A proposal for a new strategy in oncology clinical development

For the first time in the history of science, the scientific community has reached a great capacity  to collect, analyze and report clinical data, the so called big data. However, there was no substantial change in the way we run clinical development in oncology, based on the randomized clinical trials paradigm, crystallized on a strategy designed 4 decades ago.

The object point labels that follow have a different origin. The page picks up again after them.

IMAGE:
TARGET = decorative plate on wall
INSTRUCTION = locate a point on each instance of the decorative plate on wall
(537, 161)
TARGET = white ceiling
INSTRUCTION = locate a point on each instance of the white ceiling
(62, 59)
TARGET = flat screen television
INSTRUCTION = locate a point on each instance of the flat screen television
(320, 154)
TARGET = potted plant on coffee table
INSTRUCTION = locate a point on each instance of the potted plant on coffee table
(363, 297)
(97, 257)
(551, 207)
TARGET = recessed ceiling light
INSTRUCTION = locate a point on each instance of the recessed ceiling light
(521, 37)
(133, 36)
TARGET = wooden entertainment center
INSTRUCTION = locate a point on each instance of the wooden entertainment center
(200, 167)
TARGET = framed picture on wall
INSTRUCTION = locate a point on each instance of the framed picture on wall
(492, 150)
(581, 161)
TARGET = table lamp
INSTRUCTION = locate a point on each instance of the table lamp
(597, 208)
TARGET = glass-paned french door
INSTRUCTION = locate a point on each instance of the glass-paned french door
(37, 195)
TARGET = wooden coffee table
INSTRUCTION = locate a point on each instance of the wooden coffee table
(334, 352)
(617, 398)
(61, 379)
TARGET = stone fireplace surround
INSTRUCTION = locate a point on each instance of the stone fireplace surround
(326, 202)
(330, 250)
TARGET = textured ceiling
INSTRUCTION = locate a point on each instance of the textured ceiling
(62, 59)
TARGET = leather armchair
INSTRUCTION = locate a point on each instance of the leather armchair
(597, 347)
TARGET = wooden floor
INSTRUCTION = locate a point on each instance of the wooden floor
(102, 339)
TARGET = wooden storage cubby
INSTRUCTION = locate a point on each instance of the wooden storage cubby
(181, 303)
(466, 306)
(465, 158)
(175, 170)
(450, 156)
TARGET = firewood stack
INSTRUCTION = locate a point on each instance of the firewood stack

This paradigm, although having the great merit to push forward the use of novel therapeutic agents, may not longer be the best option to deliver efficacious and safe drugs to the patients

Few examples may bring some light on the issues we face today:

• A rare lymphoma study, lasted more than 10 years, where the positive results will not be able to provide a game change in the therapeutic options of the disease, besides the well-known efficacy of the novel compound

• A solid tumors study, where the OS of subjects having as bestresponse stable disease was equal or similar to OS of subjects having as best response progressive disease, raising questions about the impact of subsequent treatment, the difference between a stable and a slightly worsened disease and the ability of our tools – Recist – to detect these details

• A solid tumors study, where the lack of ability to define the right biomarker or mutation to identify the population that may have maximum benefit from the treatment, lead to the failure of the entire trial

These points, added to the huge cost of developing a novel treatment, may lead to an increase rate of failure or, even worse, to waste too much time waiting for the best treatment to reach the patients in need.

We believe that a new paradigm should be developed, based on the points below:

Defined endpoint should be established for every disease at every stage, is an increase in QoL more meaningful than a irrelevant survival increase in a cancer terminal patient? 

An improvement in PFS in disease where the survival is measured in years is meaningful or better to look at, eg, a safer drug and lower exposure to a treatment?

Is it worthy to wait 10 years for a novel therapeutic option or would be better to approve earlier a treatment that shows better safety for the patients who may need to take this treatment for years?

Makes still sense to have comparator arm that may become obsolete in few years and harm the enrollment in the study, rather than compare the new data with historical or real world data?

Our proposal is to cope the strong and standard endpoint, like OS and PFS, with others, quicker and more relevant for a specific disease and stage, to give the opportunity to early access to the best novel treatment as soon as possible. We propose to evaluate the new treatment more and more times during the development process, and allow early use of he drug once clear benefits are shown.

The new treatment will be continuously monitored for the long term benefits and potential issues, and the approval can be extended or stopped based on the new data.

An intensive  collaboration among Regulatory authorities, Pharma and biotech companies, oncologist community and patient advocacy is needed to move forward in this direction, but we believe that the effort required to install the new paradigm would be largely compensated by an increased  speed up of the clinical development process that would enable the patients to have access quicker to more novel treatment customized to the real need of a cancer patient.